Context: What does the title lead you to expect? What is its genre?

What doesn’t make sense? Note any word or passage you don’t understand, any choice by the author you are uncertain about.
What is unexpected? Note striking or puzzling images, descriptions, words, and phrases.
What forms a pattern? Note words, images, settings, and events that appear more than once, or seem to be related.
How are you reacting to it? Be aware of when you find your mind wandering, when you find yourself getting exasperated, when you find yourself suddenly interested in a way you weren’t a minute before, when you find what you are reading utterly baffling.

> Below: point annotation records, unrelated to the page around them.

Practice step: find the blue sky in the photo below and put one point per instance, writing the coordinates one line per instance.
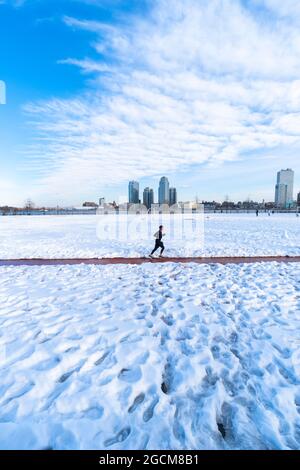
(103, 91)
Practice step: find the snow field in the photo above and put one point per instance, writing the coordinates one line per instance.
(150, 357)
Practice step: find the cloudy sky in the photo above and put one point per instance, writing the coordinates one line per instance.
(206, 92)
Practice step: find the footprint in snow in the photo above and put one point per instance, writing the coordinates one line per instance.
(137, 401)
(130, 375)
(148, 414)
(120, 437)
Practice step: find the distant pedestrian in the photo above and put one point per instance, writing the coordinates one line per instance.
(158, 242)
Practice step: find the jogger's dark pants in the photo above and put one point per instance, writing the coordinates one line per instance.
(158, 244)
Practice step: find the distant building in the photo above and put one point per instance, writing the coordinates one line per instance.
(173, 196)
(133, 192)
(284, 189)
(164, 191)
(89, 204)
(148, 197)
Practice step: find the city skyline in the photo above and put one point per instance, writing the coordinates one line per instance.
(217, 122)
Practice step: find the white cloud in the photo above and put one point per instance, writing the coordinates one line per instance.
(196, 82)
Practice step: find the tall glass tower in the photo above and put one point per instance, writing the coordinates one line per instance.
(148, 197)
(133, 192)
(173, 196)
(164, 191)
(284, 189)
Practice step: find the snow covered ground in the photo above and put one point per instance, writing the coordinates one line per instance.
(76, 236)
(152, 356)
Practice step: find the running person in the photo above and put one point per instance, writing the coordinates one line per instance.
(158, 242)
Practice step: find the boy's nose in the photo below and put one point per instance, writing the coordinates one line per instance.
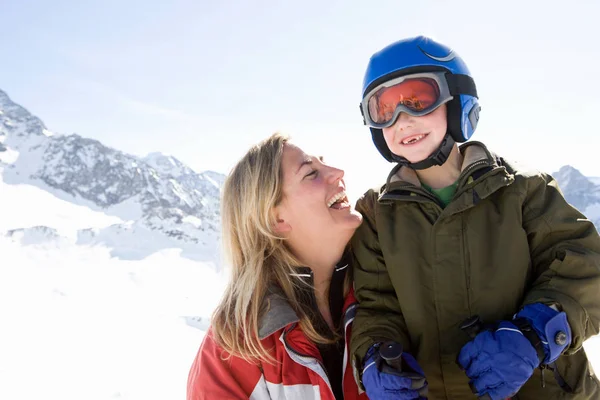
(404, 120)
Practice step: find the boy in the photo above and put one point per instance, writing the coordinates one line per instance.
(457, 232)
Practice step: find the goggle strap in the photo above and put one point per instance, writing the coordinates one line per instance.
(461, 84)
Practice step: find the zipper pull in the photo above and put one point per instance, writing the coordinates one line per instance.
(542, 368)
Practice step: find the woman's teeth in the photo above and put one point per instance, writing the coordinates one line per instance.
(338, 197)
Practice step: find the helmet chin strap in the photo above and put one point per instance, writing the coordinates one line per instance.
(438, 157)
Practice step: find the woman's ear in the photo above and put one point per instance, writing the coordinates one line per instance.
(281, 226)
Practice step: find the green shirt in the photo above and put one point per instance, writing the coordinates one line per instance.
(444, 194)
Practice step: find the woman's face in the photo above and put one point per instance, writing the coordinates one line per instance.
(314, 209)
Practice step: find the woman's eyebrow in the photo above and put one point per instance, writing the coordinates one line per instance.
(306, 161)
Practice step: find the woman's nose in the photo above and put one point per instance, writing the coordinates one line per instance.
(335, 174)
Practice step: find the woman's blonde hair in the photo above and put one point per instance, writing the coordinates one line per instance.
(258, 257)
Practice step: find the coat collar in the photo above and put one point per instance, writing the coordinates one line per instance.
(280, 314)
(472, 153)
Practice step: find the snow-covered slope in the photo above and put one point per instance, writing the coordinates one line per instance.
(580, 191)
(157, 200)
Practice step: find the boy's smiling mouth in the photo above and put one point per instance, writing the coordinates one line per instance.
(413, 139)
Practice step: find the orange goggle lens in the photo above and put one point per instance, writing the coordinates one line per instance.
(414, 94)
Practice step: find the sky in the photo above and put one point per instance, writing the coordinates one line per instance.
(203, 81)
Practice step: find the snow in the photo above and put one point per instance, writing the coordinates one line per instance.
(9, 156)
(23, 206)
(592, 212)
(81, 325)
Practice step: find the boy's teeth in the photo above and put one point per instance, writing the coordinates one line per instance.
(413, 139)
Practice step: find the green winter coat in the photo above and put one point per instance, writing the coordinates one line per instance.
(508, 238)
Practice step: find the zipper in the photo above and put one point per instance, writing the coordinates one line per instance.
(305, 360)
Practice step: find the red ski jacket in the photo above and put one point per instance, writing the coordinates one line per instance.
(297, 374)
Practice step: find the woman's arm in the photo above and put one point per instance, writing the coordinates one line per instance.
(214, 378)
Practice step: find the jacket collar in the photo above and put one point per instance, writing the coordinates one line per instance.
(472, 152)
(280, 314)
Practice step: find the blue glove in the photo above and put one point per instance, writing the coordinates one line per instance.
(385, 382)
(498, 362)
(551, 327)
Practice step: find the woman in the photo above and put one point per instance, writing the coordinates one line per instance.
(281, 328)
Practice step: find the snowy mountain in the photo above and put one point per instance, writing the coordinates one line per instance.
(581, 192)
(158, 201)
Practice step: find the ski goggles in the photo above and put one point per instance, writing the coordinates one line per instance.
(415, 94)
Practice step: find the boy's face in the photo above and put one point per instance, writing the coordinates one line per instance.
(416, 138)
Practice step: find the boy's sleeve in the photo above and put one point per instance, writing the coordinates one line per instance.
(379, 317)
(565, 255)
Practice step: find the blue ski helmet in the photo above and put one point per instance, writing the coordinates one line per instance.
(422, 54)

Look up everything. Answer factual questions or problems of comprehension that arose during your reading and were not resolved by further reading. *Your fellow students or myself can also answer these questions during Class Discussion.
Process your initial reactions into reflection on your reading. What is the text doing at a particular moment to meet, change, or disrupt your expectations?
Reread. Look for questions to discuss in class and further examples of patterns and issues you have observed in the text.
Techniques for Active Reading, or Options For What I Should be Writing Down

Underline or highlight key words and phrases
Make annotations in the margin to summarize points, raise questions, challenge what you’ve read, jot down examples.
Read critically by asking questions of the text.
Who wrote it? When? Who is the intended audience? Does it link with other material you’ve studied? Why do you think it was written? It is an excerpt from a longer piece of text?

In at least 250 words,
Explain the ways you have prepared to read for school in the past. Have you used any particular reading strategies? What would you do if you did not understand something? Would you re-read?
Describe which of the strategies and ideas from above stood out to you? Would would you consider implementing as you read?
Describe the relationship between reading and writing.
Argue why it’s important for students to complete the assigned reading.